Demographic pressure, market failure and an inadequate welfare safety net suggest two options for federal policy makers. The first is to lean harder on the private market, by creating a combination of incentives for people to buy private insurance, subsidies to make that insurance affordable, and regulations to ensure it meets most people’s needs. If that sounds like a replay of Obamacare, with its unwieldy amalgamation of private and government roles, it is.
A better option is for the U.S. to follow the lead of almost every other developed country and create a social insurance plan for long-term care, in which the government collects premiums from the working-age population and uses the money to fund care for those who qualify. More like Medicare than Obamacare.
Such a system eliminates the problem of adverse selection, in which the people most likely to sign up for insurance are those most likely to need it, driving up costs. This is the problem that killed the CLASS Act, a voluntary government program included in the Affordable Care Act and later abandoned because it wasn’t actuarially sound.
The policy fix for long-term care is thus relatively straightforward -- what’s needed is someone to champion the cause. It’s understandable if Democrats, still smarting from the battle over health care, are wary of taking up the challenge. Republicans, though, have good reason to take on this responsibility for them, because a national long-term-care program would do several things that Republicans like.
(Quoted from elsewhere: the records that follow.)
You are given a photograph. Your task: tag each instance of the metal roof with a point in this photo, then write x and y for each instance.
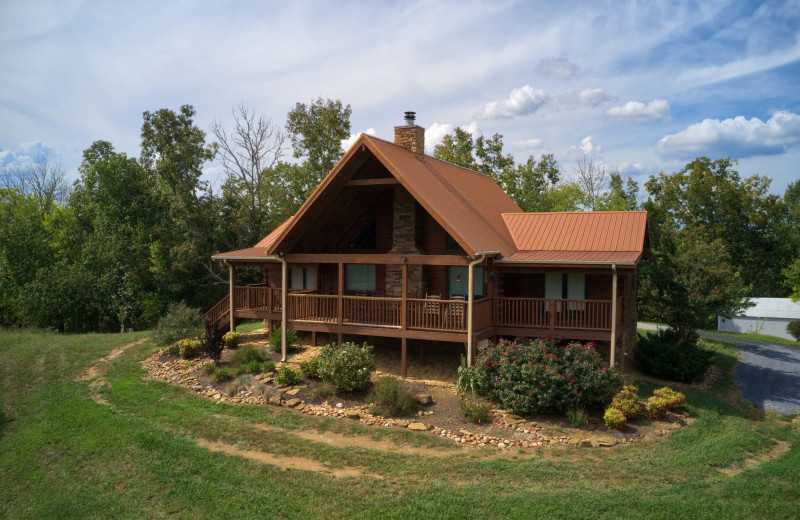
(590, 236)
(782, 308)
(480, 216)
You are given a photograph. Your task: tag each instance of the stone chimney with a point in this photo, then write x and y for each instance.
(410, 136)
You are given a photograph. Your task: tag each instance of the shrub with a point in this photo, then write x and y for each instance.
(188, 348)
(663, 354)
(348, 367)
(231, 339)
(627, 402)
(309, 368)
(541, 376)
(793, 329)
(212, 343)
(172, 350)
(577, 418)
(466, 380)
(391, 397)
(323, 391)
(657, 407)
(245, 355)
(275, 339)
(287, 376)
(614, 419)
(475, 410)
(180, 322)
(238, 384)
(221, 375)
(674, 399)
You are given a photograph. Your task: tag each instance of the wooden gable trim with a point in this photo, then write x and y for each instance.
(468, 248)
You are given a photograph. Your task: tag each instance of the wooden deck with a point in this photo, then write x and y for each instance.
(423, 318)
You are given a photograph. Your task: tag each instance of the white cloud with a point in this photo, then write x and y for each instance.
(522, 101)
(656, 109)
(558, 68)
(347, 143)
(531, 143)
(27, 153)
(592, 96)
(434, 135)
(588, 147)
(738, 137)
(436, 132)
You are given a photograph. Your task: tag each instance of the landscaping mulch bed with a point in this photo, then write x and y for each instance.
(441, 417)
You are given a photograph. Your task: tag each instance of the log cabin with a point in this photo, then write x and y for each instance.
(399, 244)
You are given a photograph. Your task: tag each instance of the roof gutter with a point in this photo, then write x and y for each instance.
(225, 258)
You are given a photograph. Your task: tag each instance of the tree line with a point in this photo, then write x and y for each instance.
(133, 234)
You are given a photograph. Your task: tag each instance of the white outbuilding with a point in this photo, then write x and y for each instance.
(768, 316)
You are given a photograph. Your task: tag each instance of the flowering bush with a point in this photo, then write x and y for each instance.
(541, 376)
(627, 402)
(188, 348)
(348, 367)
(674, 399)
(657, 407)
(231, 339)
(615, 419)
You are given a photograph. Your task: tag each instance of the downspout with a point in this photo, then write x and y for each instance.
(283, 306)
(613, 313)
(470, 303)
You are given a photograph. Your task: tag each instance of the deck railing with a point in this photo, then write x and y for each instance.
(437, 315)
(361, 310)
(426, 315)
(550, 313)
(322, 308)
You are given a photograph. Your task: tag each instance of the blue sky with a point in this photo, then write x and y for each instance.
(639, 86)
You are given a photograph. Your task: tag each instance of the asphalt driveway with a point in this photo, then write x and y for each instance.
(767, 375)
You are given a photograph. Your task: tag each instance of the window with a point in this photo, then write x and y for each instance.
(367, 238)
(302, 278)
(458, 278)
(359, 277)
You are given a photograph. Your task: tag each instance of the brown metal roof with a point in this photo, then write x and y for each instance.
(468, 204)
(250, 253)
(480, 216)
(597, 236)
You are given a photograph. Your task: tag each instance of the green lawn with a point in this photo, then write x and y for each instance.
(66, 456)
(757, 337)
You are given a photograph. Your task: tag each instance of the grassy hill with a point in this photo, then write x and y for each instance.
(116, 445)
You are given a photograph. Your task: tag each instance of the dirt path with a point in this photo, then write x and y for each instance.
(779, 449)
(96, 373)
(339, 440)
(283, 462)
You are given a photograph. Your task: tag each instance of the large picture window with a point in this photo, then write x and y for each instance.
(458, 281)
(359, 277)
(302, 278)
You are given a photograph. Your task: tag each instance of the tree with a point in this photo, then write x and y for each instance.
(688, 281)
(590, 177)
(175, 149)
(249, 153)
(316, 131)
(44, 179)
(621, 194)
(708, 197)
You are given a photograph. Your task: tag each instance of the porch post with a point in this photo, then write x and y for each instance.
(284, 299)
(403, 321)
(340, 310)
(231, 277)
(613, 313)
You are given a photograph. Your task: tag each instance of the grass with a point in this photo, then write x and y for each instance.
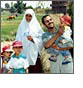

First, it would shrink the Medicaid program, which Republicans have long sought to cut. It would also relieve pressure on states, which pay almost half the cost of Medicaid. With a federal program to manage long-term care, Republican governors could more easily limit or cut state taxes.
It would also offer Republicans a chance to win middle-age voters, and cater to their aging base. Fifty-six percent of voters ages 65 and older picked Mitt Romney over Barack Obama in the 2012 presidential election, but just 51 percent of those ages 45 to 64 did. Making it easier for people to care for their parents could be good fodder for campaigns; if that’s not pro-family, it’s hard to see what is.
The politics of long-term care become especially pronounced at the state level. By 2030, the states with the highest projected share of elderly residents will be Florida, New Mexico, Wyoming, Maine and Montana -- states that vote Republican or where Republicans would like to compete to retake the White House.
Unlike the health-care system, the current long-term-care system works well for almost nobody. And fixing it isn’t about redistributing wealth, or catering to one political philosophy or another. Whatever ideology you adhere to, we’ll all get old, and almost none of us can afford to pay for it.